The Start of Round Two
By J. Don Birnam
November 26, 2014
Who will win the New York Film Critics Circle Awards? What movie will nab the top prize from the National Board of Review? The toe-wetting of the film festivals is over, the rank speculation backed by absolutely no data will finally be put behind us, and the endless parade of no-go contenders will soon turn into a Merry-Go-Round of the same 10 or so names. Finally, we enter Round Two of this year’s Oscar race when the New York Film Critics Circle awards its top prizes on December 1st and the National Board of Review follows the next day. The Los Angeles Film Critics Association will also speak soon, on December 7th.
Critics’ awards are not exact Oscar prognosticators. Rarely do they all agree on the same movie. Once they did (The Social Network), but the industry went elsewhere. Lately, the critics have been all over the place. What seems clear, however, is that each group cares deeply about how their choices are perceived. They care that their choices are relevant to the broader conversation. Again, as much as people mock or criticize the Academy Awards, they all look to them and even attempt to influence them. Indeed, a win from one of these three groups has and can revive a film’s fledging chances at a Best Picture nomination.
Before trying to predict what these predictors will do, let’s recap the Best Picture race we have so far. It turns out that despite the lack of a frontrunner, we have a pattern that is not very different from past years.

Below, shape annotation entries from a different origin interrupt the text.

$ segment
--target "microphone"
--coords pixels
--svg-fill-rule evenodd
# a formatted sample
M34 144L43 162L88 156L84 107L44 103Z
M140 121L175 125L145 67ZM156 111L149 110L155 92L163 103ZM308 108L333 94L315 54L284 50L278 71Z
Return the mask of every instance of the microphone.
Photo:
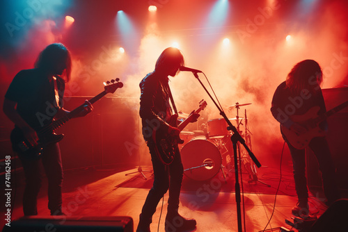
M180 67L179 68L179 69L180 71L187 71L187 72L203 72L200 70L193 69L191 69L191 68L189 68L189 67L184 67L184 66L180 66Z

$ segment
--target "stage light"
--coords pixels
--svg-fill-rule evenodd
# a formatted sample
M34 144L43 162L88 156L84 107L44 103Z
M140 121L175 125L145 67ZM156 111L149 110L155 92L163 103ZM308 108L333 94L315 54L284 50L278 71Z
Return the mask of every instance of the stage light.
M69 15L65 16L65 20L70 23L73 23L75 21L72 17Z
M157 7L156 6L150 6L148 9L150 12L157 11Z
M172 44L172 47L176 47L177 49L179 48L179 43L177 42L174 42Z

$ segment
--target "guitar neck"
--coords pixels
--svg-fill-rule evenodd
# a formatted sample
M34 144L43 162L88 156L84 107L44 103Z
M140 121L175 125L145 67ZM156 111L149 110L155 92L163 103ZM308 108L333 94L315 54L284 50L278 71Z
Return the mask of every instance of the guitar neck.
M342 103L340 105L337 106L336 107L331 109L330 110L327 111L326 113L317 117L315 119L316 123L318 124L324 121L328 117L331 116L332 115L338 113L340 110L342 110L347 106L348 106L348 101Z
M88 101L91 103L93 104L95 103L97 101L100 100L102 97L105 96L107 94L107 92L104 90L97 94L97 96L94 97L93 98L90 99L88 100ZM84 108L84 103L78 106L75 109L72 110L70 111L69 113L68 113L65 116L60 118L59 119L54 121L49 126L51 128L52 130L56 130L58 128L59 128L61 126L63 125L65 122L73 118L74 117L77 115L81 110L83 110Z
M196 110L195 113L198 114L198 113L200 112L200 110L202 110L202 108L200 107L197 110ZM191 114L186 119L184 119L179 125L177 125L177 129L180 131L182 131L186 127L186 126L187 126L187 124L192 121L193 117L193 114Z

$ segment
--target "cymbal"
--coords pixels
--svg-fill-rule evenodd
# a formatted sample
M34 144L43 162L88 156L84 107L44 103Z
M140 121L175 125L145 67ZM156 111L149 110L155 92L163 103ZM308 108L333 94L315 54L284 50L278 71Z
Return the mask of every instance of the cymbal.
M242 119L244 119L244 117L238 117L238 120L242 120ZM234 117L234 118L229 118L228 119L230 120L237 120L237 117Z
M251 105L251 103L245 103L244 104L239 104L237 103L237 104L235 104L234 106L228 106L228 108L233 108L233 107L237 107L237 106L248 106L248 105Z
M182 111L177 112L177 115L178 115L177 116L179 117L187 117L189 115L189 114L187 114L187 113L184 113Z

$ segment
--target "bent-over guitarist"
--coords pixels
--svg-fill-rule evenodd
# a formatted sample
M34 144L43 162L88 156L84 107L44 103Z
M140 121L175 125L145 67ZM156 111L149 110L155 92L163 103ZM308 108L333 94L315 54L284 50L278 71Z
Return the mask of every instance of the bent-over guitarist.
M71 58L68 49L61 43L48 45L41 51L35 68L20 71L13 78L5 95L3 112L15 123L11 137L23 136L24 151L38 147L40 143L37 131L69 111L63 108L65 83L70 79ZM86 101L75 117L83 117L93 110ZM16 132L16 133L15 133ZM15 147L13 144L13 147ZM63 215L62 211L63 168L58 142L42 146L40 158L18 153L24 171L26 186L23 197L25 216L38 214L37 197L41 186L40 164L48 179L48 208L52 215ZM15 150L14 149L14 150ZM34 152L35 153L35 152ZM29 157L31 156L31 157Z
M168 188L166 231L188 231L196 228L195 219L186 219L178 213L184 168L177 144L170 142L166 145L168 150L174 151L173 160L168 164L162 162L158 152L158 149L161 149L160 147L165 146L163 144L161 146L159 144L159 141L162 138L172 141L180 140L180 130L175 125L168 123L173 119L169 103L171 94L168 86L168 76L175 76L179 72L179 67L183 65L184 57L181 51L176 48L168 47L158 58L155 71L146 75L140 83L140 116L143 135L151 155L154 182L140 215L136 229L138 232L150 231L150 224L156 207ZM175 106L173 106L175 110ZM194 115L191 122L196 121L198 116L198 114ZM172 145L173 147L171 148Z
M326 120L316 124L311 120L326 110L320 85L322 72L313 60L296 64L286 81L278 86L272 99L271 111L280 124L282 135L292 158L294 179L298 202L292 208L295 216L309 214L308 192L306 177L305 147L315 154L322 174L324 192L330 205L339 199L335 181L335 168L325 138Z

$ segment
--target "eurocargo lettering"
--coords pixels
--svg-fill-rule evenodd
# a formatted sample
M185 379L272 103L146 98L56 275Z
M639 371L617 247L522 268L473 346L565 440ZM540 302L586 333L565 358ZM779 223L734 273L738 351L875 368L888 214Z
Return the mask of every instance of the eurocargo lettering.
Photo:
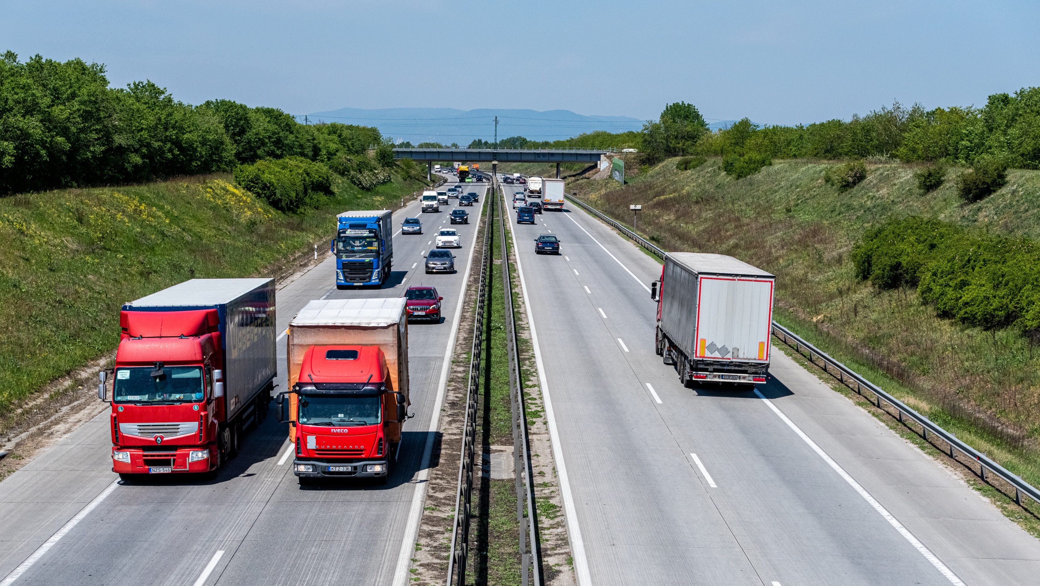
M655 349L685 387L765 382L776 277L725 255L669 252L657 301Z
M343 212L332 241L336 255L336 288L382 286L393 265L390 210Z
M193 278L124 304L120 328L112 472L215 476L271 398L275 281Z
M411 404L405 302L311 301L289 324L289 391L278 395L278 412L289 420L301 484L322 477L386 482Z

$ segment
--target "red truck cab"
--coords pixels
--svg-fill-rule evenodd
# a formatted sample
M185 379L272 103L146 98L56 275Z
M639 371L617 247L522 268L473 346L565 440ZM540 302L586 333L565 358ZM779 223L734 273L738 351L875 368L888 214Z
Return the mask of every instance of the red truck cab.
M215 470L222 377L216 310L123 312L112 385L112 471ZM161 357L161 361L156 361Z
M385 483L398 444L388 428L405 420L407 407L404 394L391 391L383 350L310 346L296 380L288 404L294 427L293 472L301 482L354 477ZM282 414L282 396L278 399Z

On the one hand we have the group of quirky, smart movies. Most are not emotionally satisfying or easy, but instead present intellectual or emotional challenges. This year, Birdman, Gone Girl, Foxcatcher, and A Most Violent Year arguably make up this list. These movies are this year’s Tree of Life, this year’s Zero Dark Thirty, or The Social Network, or Moneyball, and even Her. The pattern says: these will not win.
Next you have the ambitious blockbusters: Unbroken and Interstellar. Both are lukewarmly received. Still, they are arguably this year’s Gravity or Avatar. I don’t mean necessarily quality-wise, but it does seem like the Academy has reserved a slot for these big budget blockbuster movies since the expansion to more than five nominees a few years back. I would be surprised if at least one of them didn’t get in, but past pattern says that they will not win (at least not the science fiction movie).
Then you have the very small, independent movies. Think Whiplash, Inherent Vice, or The Grand Budapest Hotel. These are this year’s Winter’s Bone, An Education, A Simple Man, Amour, Beasts of the Southern Wild. Few will see these movies, but again it seems as if a slot or two has been reserved for these types of movies since the expansion.
Finally you have the feel-good, pretending to be important movies. The Theory of Everything and The Imitation Game pack a one-two punch of fluff mixed with emotion combined with good acting and overall technical, while telling admittedly important stories. Argo. The King’s Speech. Starting to get my drift? If these patterns hold, the Best Picture Oscar winner is likely between those two.